“Roger Penske is not going to call any of you Monday morning to offer you a ride.”
This was one of the first things I heard at my rookie school many years ago on a cold February morning at The Streets of Willow Springs. The Chief Instructor obviously saw the hungry looks in our eyes and knew that he had better calibrate our brains correctly before we all went out and crashed into one another in the first turn after the green flag.
As a Race Director, I would start most of my drivers’ meetings with that line, although notably in some cases I have been proven very wrong, because many NASA drivers have gone on to achieve great things in professional ranks.
However, for most of us, Roger never calls, and we have to accept that we are simply darn fine amateur racecar drivers or top shoes in the Time Trial and HPDE ranks.
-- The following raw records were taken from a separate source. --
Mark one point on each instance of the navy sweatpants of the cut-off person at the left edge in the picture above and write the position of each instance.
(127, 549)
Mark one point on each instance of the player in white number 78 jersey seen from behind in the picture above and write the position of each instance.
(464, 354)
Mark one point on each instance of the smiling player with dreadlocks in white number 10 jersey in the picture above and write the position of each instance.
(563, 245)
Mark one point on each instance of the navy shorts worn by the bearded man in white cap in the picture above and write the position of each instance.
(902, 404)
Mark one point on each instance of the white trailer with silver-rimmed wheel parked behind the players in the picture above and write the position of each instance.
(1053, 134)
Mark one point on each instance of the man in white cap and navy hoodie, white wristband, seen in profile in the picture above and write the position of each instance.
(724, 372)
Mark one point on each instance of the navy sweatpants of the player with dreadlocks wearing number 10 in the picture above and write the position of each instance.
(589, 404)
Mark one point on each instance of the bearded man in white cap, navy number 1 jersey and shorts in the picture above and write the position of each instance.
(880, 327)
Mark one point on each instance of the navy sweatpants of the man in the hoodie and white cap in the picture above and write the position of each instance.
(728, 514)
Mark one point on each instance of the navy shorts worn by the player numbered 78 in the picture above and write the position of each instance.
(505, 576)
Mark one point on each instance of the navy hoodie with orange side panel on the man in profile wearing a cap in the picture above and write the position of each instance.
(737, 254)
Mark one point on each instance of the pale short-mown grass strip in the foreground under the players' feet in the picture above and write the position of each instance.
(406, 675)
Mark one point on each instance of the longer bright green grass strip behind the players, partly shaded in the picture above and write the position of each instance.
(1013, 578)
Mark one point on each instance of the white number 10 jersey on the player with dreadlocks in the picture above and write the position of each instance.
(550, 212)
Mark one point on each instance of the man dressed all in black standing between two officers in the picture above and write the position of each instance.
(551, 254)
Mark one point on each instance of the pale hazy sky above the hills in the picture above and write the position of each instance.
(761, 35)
Although most days I only get to demonstrate my driving aplomb behind the wheel of a 5,000-pound SUV, I still have a whole pile of medals, trophies and really expensive pieces of Lucite that proudly adorn my office bookshelves and in some cases do yeoman duty helping to level out a corner of my workbench.
Do I regret spending all those years and cubic dollars chasing the dream? Should I have invested that money into a sensible municipal bond fund kicking off fine chunks of tax-free income each year? The answer is a resounding no.
The trophies and medals are useful for impressing my kids and houseguests, but what I will always treasure far more than the on-track success is the fun I had in the paddock with my friends. In fact, it seems that while the paddock stories get more epic with each retelling, no one seems to be able to remember exactly where we all finished.
My point in this tale of nostalgia is to remind all of you that while there is top-rank racing at every NASA event around the country, you should remember to have fun along the way.
Sure, there are substantial contingency programs out there from our friends at Hawk, Toyo, Hoosier, Maxxis, Mazdaspeed, Honda Racing Development, OG Racing, and many others that can net you a whole pile of parts and cash, but if you focus too hard on being at the pointy end of the grid, you just might miss out on some great memories. Once I figured out that the invitation to a game of “Cornhole” was not something sinister, I had a grand time tossing bean bags with some of the American Iron racers at Mid-Ohio one year. I also will never forget the massive Polish buffet that one of the NASA Northeast racers laid out at the track one year — never mind the gallons of vodka that came along with the chow. You also definitely need to experience the Hyperfest automotive circus and the drama of the 25 Hours of Thunderhill. Those are both “bucket list” events for anyone with the slightest gearhead tinge to their blood.
You also should know that your Regional Directors, despite occasionally having to play “bad cop” during the race day, are some of the most fun people I have ever met. If you have an idea for a great after-checkered-flag activity, share it with your Regional Director and everyone can join the fun along with you.
So, while I do encourage all of you to go out there and drive hard every weekend, I urge you to put some effort into the fun part of the weekend. Haul out the dart board or the ping pong table and, of course, don’t forget to bring along family and friends who can make the weekend that much more special. You might just find your happy place at the track — even if Roger never ends up calling.